OWASP / java-html-sanitizer

Takes third-party HTML and produces HTML that is safe to embed in your web application. Fast and easy to configure.
Other
847 stars 213 forks source link

<a href='https://javascript:void(0)' target='_new' > not sanitized #167

Closed otolabqu closed 5 years ago

otolabqu commented 5 years ago

While sanitizing HTML, I noticed some javascript-like code coming through, when part of a href attribute prefixed with https:// , such as <a href='https://javascript:void(0)' target='_new' >click</a>

Not sure if this is a risk. Chrome does not execute it as JS when clicked on.
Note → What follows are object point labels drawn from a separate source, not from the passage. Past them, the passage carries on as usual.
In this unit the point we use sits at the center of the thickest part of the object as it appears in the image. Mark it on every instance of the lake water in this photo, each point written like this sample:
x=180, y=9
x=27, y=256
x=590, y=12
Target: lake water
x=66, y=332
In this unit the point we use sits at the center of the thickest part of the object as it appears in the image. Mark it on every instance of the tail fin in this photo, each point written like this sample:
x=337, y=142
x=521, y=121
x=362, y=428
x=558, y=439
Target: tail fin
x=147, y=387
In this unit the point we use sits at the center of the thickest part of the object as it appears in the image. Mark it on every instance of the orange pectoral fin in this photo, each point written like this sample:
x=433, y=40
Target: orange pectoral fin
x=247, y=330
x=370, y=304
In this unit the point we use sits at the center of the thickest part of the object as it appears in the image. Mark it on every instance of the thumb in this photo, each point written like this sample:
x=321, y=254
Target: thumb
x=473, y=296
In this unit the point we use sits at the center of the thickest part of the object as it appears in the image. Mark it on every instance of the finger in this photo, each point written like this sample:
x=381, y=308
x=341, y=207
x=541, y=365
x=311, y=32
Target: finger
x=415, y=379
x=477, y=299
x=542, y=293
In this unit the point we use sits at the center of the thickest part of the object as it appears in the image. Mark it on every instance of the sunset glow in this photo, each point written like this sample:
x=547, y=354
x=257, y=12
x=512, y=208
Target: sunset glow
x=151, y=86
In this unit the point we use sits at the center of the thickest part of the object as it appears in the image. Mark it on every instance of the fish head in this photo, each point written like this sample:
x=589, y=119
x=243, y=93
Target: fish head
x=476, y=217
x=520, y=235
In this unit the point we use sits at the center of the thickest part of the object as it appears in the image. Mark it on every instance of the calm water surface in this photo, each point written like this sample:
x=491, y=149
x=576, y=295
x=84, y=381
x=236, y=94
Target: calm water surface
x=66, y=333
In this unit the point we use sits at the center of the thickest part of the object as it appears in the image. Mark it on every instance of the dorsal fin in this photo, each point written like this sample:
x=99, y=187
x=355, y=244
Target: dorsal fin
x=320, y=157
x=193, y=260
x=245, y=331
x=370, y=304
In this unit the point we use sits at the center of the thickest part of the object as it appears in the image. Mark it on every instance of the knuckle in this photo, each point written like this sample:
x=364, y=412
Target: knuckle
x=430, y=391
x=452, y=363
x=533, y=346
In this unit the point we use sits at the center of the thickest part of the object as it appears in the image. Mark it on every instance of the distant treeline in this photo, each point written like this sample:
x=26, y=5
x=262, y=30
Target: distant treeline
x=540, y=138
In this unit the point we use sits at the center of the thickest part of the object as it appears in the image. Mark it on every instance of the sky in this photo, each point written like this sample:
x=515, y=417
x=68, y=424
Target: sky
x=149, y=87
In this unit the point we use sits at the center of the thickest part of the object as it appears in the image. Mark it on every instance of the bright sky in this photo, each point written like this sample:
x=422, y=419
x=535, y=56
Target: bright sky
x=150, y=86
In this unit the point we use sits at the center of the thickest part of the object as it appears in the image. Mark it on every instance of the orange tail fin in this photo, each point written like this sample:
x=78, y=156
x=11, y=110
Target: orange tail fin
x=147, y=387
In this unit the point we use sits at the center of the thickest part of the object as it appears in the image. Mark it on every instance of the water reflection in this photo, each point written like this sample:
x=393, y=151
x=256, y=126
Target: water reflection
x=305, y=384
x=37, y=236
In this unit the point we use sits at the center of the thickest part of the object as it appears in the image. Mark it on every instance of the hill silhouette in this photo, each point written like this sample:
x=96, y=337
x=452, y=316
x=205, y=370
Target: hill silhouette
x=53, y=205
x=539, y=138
Still, I thought this would be removed by the sanitizer.

If we remove the https:// part, the sanitizer removes it, as in <a href='javascript:void(0)' target='_new' >click</a> 

A java test to make this happen follows.


import org.junit.Test;
import org.owasp.html.HtmlPolicyBuilder;
import org.owasp.html.PolicyFactory;
import org.owasp.html.Sanitizers;

public class SanitizerUnitTest {

  @Test
  public void sanitizeJavascriptHref() {
    String linkWithJs = "<html><a href='https://javascript:void(0)' target='_new' >click</a> </html>";
    String sanitized = Sanitizers.LINKS.sanitize(linkWithJs);
    System.out.println(sanitized);
  }

  @Test
  public void sanitizeJavascriptHref2() {
    PolicyFactory policy = new HtmlPolicyBuilder()
        .allowElements("a")
        .allowUrlProtocols("https")
        .allowAttributes("href").onElements("a")
        .requireRelNofollowOnLinks()
        .toFactory();
    String linkWithJs = "<html><a href=\"https://javascript:void%280%29\" rel=\"nofollow\">click</a></html>";
    String safeHTML = policy.sanitize(linkWithJs);
    System.out.println(safeHTML);
  }
}

The printout of this test is

<a href="https://javascript:void%280%29" rel="nofollow">click</a>
<a href="https://javascript:void%280%29" rel="nofollow">click</a> 
mikesamuel commented 5 years ago

Thanks for the test case.

I'm unaware of any URL parser that doesn't treat this as an HTTPS URL with a malformed port.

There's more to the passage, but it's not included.